To alleviate the domain shift problem, previous works have focused on aligning the marginal distribution of both domains while ensuring the capability of the trained model to show highly discriminative performance on source data. Distance metrics and adversarial training are the prevalent techniques used for conducting domain alignment. However, marginal distribution alignment is insufficient to preclude the decrease in performance when the model is tested on target data. In this thesis, we investigate the direction of aligning the class-conditional distributions instead of the marginal ones with various strategies of adversarial training. Specifically, we emphasize the discriminative properties of the extracted features from the target data. To achieve this goal, we propose several UDA methods that either constrain the aligned features from the target domain to preserve useful properties for generalization, such as smoothness and compactness, or introduce a generative model to mutually reinforce discriminative learning on target data. We resort to various strategies of adversarial training, which are employed at either the pixel level or the feature level. The list of proposed works includes:
- The conditional generative model `KTransGAN' is introduced to tackle the problem of domain shift by mutually promoting the performance with a discriminative model. The generative model uses adversarial training and variational inference to approximate the target distribution conditioned on the class labels. Due to the missing labels in target data, the generator uses classifiers' predictions as pseudo-labels. The classifier aims to improve its accuracy on target data with the help of source samples in addition to other samples synthesized by the generator. Feature matching is also used to stabilize training. From the empirical results, the proposed model exhibits outstanding performance in both synthesis quality and classification performance. The experiments are conducted on a number of synthetic datasets and multiple real-world benchmarks.

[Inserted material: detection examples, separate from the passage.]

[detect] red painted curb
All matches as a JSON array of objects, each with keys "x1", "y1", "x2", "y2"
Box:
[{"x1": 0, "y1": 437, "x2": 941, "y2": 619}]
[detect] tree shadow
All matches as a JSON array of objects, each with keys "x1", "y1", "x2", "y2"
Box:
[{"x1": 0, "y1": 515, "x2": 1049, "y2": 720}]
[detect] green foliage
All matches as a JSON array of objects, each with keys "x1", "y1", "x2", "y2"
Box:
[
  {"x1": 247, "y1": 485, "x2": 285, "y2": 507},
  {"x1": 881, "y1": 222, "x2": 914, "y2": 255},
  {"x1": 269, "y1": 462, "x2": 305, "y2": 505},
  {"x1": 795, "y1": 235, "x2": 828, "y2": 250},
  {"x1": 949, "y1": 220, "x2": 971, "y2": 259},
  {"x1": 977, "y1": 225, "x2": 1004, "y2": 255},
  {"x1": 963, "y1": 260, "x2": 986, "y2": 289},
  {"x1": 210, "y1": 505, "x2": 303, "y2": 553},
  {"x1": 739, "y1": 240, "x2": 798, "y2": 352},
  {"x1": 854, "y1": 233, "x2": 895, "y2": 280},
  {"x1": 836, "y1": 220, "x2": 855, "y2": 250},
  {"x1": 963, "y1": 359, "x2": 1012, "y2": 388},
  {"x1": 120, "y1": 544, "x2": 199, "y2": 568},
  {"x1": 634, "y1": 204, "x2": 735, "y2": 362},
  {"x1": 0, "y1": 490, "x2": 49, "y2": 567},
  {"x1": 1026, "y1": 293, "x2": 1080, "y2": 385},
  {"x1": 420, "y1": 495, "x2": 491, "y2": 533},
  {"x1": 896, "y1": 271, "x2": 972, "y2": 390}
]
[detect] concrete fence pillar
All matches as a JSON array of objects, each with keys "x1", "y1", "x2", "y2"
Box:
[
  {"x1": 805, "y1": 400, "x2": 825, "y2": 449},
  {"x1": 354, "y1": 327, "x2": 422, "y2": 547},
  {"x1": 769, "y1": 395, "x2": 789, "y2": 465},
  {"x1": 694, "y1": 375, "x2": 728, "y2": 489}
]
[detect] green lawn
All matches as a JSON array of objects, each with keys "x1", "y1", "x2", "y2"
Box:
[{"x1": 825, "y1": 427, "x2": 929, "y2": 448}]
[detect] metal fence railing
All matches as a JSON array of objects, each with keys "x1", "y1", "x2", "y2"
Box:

- An adversarially constrained interpolation technique is proposed to overcome limitations in domain adversarial training. Domain adversarial training has been introduced to learn domain indistinguishable features from source and target data. Meanwhile, the classifier is trained on source data in a supervised mode. However, this approach is subject to two challenges: samples from two domains are insufficient to guarantee domain-invariance at most part of the latent space, and neighboring samples from the target domain may not belong to the same class on the low-dimensional manifold. We propose two strategies to mitigate these drawbacks. First, we incorporate a domain mixup strategy in a domain adversarial learning model by performing linearly interpolation between source and target samples. This allows the latent space to be continuous and yields improvement in domain matching. Second, the domain discriminator is regularized via judging the relative difference between both domains for the input mixup features, which accelerates the domain matching. Experimental results show that our proposed model achieves a superior performance on different tasks under various domain shifts and data complexity.
- Another strategy towards tackling the UDA problem is to perform adversarial training between two classifiers and their shared feature extractor. The two classifiers are enforced to detect the misaligned target regions from the source domain, while the feature extractor aligns these features by confusing the classifiers. Although this method yields improvement, it ignores the relationship among target neighbors, which may consequently limit the model performance. In this work, we propose a new alignment strategy based on the ``cluster assumption'' to ensure the aligned target features preserve their clusters by avoiding overlap with decision boundaries. Furthermore, to make the aligned features more compact, we constrain them to be robust against adversarial perturbations using different views of the classifiers. Extensive experiments demonstrate the effectiveness of our solution on various datasets.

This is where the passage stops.